Government Responds in Microsoft Patent Case
On April 24, the Supreme Court asked for the views of the Solicitor General in the matter Microsoft v. AT&T (05-1056), an important IP case dealing with patents on software code. The government has just filed this amicus brief supporting a cert. grant (Microsoft’s petition can be found here). The case is discussed here by Dennis Crouch at the Patently-O blog.
The questions presented are:
In certain circumstances, Section 271(f) of the Patent Act prohibits the “suppl[y] * * * from the United States * * * [of] all or a substantial portion of the components of a patented invention * * * in such manner as to actively induce the combination of such components outside of the United States,” as well as the “suppl[y] * * * from the United States [of] any component of a patented invention that is especially made or especially adapted for use in the invention.” 35 U.S.C. 271(f )(1) and (2).

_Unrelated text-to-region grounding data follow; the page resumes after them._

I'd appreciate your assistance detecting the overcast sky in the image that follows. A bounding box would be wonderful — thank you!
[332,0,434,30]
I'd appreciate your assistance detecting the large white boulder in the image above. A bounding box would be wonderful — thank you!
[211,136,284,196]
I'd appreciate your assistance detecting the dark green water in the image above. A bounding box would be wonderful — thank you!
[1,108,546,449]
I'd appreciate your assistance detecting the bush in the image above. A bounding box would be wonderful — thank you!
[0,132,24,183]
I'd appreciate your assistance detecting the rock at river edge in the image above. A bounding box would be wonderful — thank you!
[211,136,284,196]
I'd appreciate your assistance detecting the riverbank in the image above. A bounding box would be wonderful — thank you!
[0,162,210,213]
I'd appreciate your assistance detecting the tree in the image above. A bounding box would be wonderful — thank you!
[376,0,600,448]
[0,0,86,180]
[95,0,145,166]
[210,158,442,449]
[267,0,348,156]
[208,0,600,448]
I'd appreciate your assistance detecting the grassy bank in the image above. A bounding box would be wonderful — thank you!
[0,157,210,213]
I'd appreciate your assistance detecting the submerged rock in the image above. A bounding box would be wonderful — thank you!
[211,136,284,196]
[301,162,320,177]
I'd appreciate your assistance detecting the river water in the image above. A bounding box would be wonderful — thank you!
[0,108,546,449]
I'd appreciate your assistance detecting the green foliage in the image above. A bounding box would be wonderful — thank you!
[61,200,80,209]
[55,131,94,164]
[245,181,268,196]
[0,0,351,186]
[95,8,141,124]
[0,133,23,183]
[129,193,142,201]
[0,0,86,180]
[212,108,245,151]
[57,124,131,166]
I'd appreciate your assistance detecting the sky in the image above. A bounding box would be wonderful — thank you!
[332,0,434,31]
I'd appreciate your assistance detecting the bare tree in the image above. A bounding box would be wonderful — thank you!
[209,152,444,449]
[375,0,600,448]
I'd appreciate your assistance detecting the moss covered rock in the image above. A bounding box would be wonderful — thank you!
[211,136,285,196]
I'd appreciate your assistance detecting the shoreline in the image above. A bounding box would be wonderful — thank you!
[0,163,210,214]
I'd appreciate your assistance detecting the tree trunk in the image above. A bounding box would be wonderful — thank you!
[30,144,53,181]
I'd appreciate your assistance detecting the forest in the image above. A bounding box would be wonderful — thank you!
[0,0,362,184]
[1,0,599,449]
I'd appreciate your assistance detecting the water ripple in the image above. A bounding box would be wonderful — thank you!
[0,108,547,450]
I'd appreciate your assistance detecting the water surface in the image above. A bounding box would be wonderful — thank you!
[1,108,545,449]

For purposes of that statute, the questions presented are:
1. Whether software object code can be a component of a patented invention; and, if so,
2. Whether copies of software object code are “supplie[d]” from the United States when those copies are created overseas by replicating a separate master version supplied from the United States.

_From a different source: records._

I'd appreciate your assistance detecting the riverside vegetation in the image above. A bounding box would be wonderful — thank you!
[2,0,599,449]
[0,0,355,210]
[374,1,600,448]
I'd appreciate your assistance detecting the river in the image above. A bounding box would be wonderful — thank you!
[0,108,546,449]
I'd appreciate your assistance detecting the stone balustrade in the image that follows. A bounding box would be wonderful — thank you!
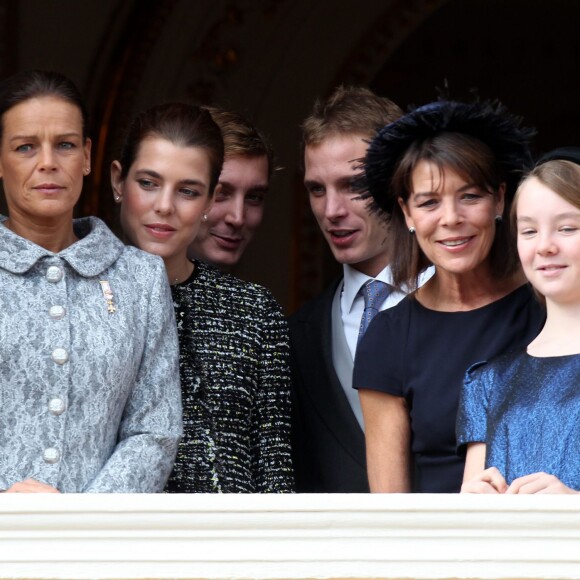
[1,494,579,579]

The case will be considered during the October 27 Conference.

As Dennis Crouch noted back in June,
SG Support = Certiorari: A recent (unreleased) study by a patent law professor looked at all invited amici petition briefs filed by the solicitor general for the past five terms. The SG gave an unqualified recommendation for certiorari (as in KSR) in 15 cases. In all 15 cases, the Supreme Court then granted certiorari.
http://www.patentlyo.com/patent/2006/06/ksr_v_teleflex_.html
If this study is represented accurately, and if it has any predictive value, the Supreme Court is very likely to grant cert in this case.